I can’t drive @night since 3weeks ago. So much of these illnesses take things away. I try very hard to stay positive, but right now I am feeling overwhelmed. I will, as mentioned by Tog, need to do the elimination plan. Thre were many years I was wheat and sugar free, so I can do it again. Hopefully, that will help with the weight



lilacs said:

Hi Yogatose, that sounds like a good idea, circling the symptoms that apply to you and bringing that with you to your appointment with your new rheumy. I wish you the best of luck with your new medical team and that you find some clarification of what’s happening, whether it is Sjogren’s etc.

I also have occipital neuralgia and moderate to severe light sensitivity. I can’t drive at night due to the sensitivity to the headlights of other cars, I am severely sensitive to flourescent/artificial lights. Being very tired and fatigued/feeling totally drained is also something that I experience daily. Thank you for sharing what’s happening for you. :slight_smile:

Hi Yogatose,

I just had to reply to your post! I also have RA but it's secondary to my Sjogren's. Have you been to a dentist or eye doctor recently? They were actually who made me see a neuro and ask specifically about SS. My eye doc said he had never seen such dry eyes and asked if I had Sjorgren's. I vaguely remembered hearing the name in nursing school but that was it. Two days later I went to have my teeth cleaned and the hygenist told the dentist how dry my mouth was and she asked also asked if I had SS. Thank God for those two docs! I had gone without a diagnosis for 7 years. By that time, I had severe neurological problems. It took me 3 more neurologists to find one who treated SS. But now I have a good team of docs to help me. I also have facial and head pain, but it's Trigeminal Neuralgia and Neuropathy. Which I am seriously considering surgery for this September.

I have light sensitivity and don't go ANYWHERE without water. I hope you see this before your appt on Monday. Don't give up! I shudder to think where I would be if that eye doc and dentist hadn't mentioned SS. If this neuro doesn't believe you, try another.

I wish you all the best!! I am so sorry you are going through all this but I must admit it's nice to know that someone else can relate to me. :) Please keep us posted on what happens at your appt.

Take care,

Bels

I have sensitivity to light also, it is hard to drive at night when people don’t turn off their brights until they are right on top of you.

Where do I find “Lynne’s Stories” at? I want to take the list to my Rheumy, and to my new neurologist this week.

Thanks!
Stacie

Aren't there special lenses for people with 'night blindness'?

I've seen these on TV, so you would think that the opticians would also have access to this tint.

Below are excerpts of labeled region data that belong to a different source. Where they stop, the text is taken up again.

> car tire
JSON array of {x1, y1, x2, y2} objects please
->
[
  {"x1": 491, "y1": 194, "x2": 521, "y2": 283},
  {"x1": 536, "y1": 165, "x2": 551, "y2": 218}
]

https://www.getnightview.com/?MID=4886125

Just google …Lynne’s stories. Or maybe Lynn’s. I’ll check it out, let u know if spelling is right



Fascina said:

I have sensitivity to light also, it is hard to drive at night when people don’t turn off their brights until they are right on top of you.


Where do I find “Lynne’s Stories” at? I want to take the list to my Rheumy, and to my new neurologist this week.



Thanks!

Stacie

The yellow tinted glasses don’t work for me anymore. They did before the extreme sensitivity set in



SK said:

Aren’t there special lenses for people with ‘night blindness’?

I’ve seen these on TV, so you would think that the opticians would also have access to this tint.

https://www.getnightview.com/?MID=4886125

Wow! I seem to be putting my answers in the wrong places. I’ll get the hang of it

The name of that sight is Lynne’s Sjogren’s Syndrome Stories. It takes me a while to get things right. But, sometimes, I get sooo close. I hope the site is helpful for those of you who asked about it

Right after I typed that I Googled it, and found it. My brain wasn’t working for a few minutes, lol.